Qu’il nous soit toutefois permis de penser que c’est aussi là qu’est la limite de leur projet : si à la manière des hallucinations d’un drogué ou d’un aliéné, la réalité n’existe plus que dans sa mise en images, tout comme une œuvre de mots n’existera pour ces spectateurs non-lecteurs que dans sa transcription à l’écran, alors c’est bien le principe même de l’imagination qui se trouve battu en brèche. Il n’est plus ici question que d’exécution, au sens d’une réduction : l’image hallucinatoire ne peut qu’être réductrice, dans la mesure où si elle prétend déborder d’elle-même, c’est d’abord en faisant signe, non vers un hors-champ qu’il resterait précisément au spectateur à imaginer, mais bien en renvoyant à une tradition picturale dont elle se contente d’être une annotation – qui vient en quelque sorte dans le même temps détruire le projet de la littérature et le projet du cinéma, qui visent tout deux non à faire signe, à « indiquer », mais bien à révéler ce qui n’est pas montré, ce qui ne peut se laisser réduire au signe. Le moyen cinématographique le plus évident de cela, c’est bien entendu le hors-champ, et il est éloquent de constater que les frères Hughes ne résistent pas à la tentation, même très furtive – et mon Dieu que ces plans de quelques dixièmes de seconde sont agaçants, littéralement !- de nous montrer les cadavres dépecés des victimes de Gull, les exécutions pour reprendre mon terme cité plus haut, transformant le fameux « accouchement du XXème siècle » cité dans le film – citation à laquelle on ne comprend rien si l’on n’a pas lu le livre…- en « accomplissement » du XXème siècle : tout peut désormais faire image, belle image, même l’immontrable – comme l’on dirait l’indicible en littérature. Cette conclusion, loin d’être me concernant moralement affectée, incarne à la fois la terrible puissance du cinéma et son immense faiblesse : en montrant, l’on réduit.

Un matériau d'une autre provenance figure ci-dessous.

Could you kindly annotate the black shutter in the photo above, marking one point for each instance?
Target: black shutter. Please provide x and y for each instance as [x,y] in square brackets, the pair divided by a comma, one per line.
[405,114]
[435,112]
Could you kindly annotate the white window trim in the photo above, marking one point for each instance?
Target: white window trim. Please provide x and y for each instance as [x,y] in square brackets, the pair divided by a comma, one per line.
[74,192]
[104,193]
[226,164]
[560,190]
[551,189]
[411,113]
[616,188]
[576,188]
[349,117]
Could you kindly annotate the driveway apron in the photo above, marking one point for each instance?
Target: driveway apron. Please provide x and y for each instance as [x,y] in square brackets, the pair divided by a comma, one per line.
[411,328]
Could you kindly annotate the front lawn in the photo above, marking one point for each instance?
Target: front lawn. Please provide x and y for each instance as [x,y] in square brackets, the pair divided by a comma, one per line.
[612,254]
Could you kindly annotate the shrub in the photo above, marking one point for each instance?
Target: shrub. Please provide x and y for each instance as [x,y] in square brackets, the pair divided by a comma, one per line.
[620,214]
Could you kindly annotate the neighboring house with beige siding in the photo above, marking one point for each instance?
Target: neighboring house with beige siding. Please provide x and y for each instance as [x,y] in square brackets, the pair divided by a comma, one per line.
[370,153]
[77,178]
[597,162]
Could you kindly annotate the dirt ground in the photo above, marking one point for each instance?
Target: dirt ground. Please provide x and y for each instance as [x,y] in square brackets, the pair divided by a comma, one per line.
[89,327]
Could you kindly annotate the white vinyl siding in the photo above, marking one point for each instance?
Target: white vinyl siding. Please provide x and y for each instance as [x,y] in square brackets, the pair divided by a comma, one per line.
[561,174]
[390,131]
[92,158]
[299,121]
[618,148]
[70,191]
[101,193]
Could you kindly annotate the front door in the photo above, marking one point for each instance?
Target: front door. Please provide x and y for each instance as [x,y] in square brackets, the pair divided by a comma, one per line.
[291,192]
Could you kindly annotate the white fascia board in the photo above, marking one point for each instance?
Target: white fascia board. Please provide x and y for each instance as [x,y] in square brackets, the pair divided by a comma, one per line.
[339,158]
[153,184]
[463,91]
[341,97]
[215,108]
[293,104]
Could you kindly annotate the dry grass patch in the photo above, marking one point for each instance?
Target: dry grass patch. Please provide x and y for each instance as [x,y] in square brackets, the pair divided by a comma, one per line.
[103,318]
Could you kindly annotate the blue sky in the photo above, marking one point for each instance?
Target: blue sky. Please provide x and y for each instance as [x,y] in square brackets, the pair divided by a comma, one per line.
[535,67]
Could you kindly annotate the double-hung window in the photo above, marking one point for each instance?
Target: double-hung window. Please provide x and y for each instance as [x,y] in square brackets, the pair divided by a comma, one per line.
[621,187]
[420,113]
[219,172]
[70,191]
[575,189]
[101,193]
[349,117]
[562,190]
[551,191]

Reste un résultat plastique de haute tenue, même si convoquer l’imagerie du Londres victorien pour sa seule beauté « gothique », autant dire monstrueuse, et jamais pour fabriquer de la tension signe le manque de lecture social de ce Londres du XIXème siècle, qu’il aurait tout de même été intéressant de voir se confronter aux catégories de deux jeunes cinéastes noirs américains. A ce sujet, la scène qui nous présente l’Elephant man est très loin du film de Lynch, qui avait parfaitement compris la dialectique de « foire » du Londres Victorien et de ses cruels jeux sociaux. Avec les frères Hughes, nous sommes dans le plaisir du montreur de monstre. Nous sommes également dans la délectation de deux américains face à l’exotisme très fin de race de l’Europe de la fin du XIXème siècle. Le romantisme décadent est désormais très mainstream et ce cinéma vise à se réapproprier des figures du genre tout en préservant leur caractère européen. Un peu à la manière d’un Disney, qui aime sincèrement ce qu’il représente – notamment ces contes européens – mais qu’il américanise, et c’est bien normal, pour en faire de nouveaux canons de la représentation populaire – et ça, c’est moins normal… Faire d’un mythe un produit – que l’on consomme avec plaisir, puis sans modération. Voilà bien quelque chose du XXème siècle en effet… et du cinéma, après tout, ne l’oublions pas, drogués de la pellicule que nous sommes !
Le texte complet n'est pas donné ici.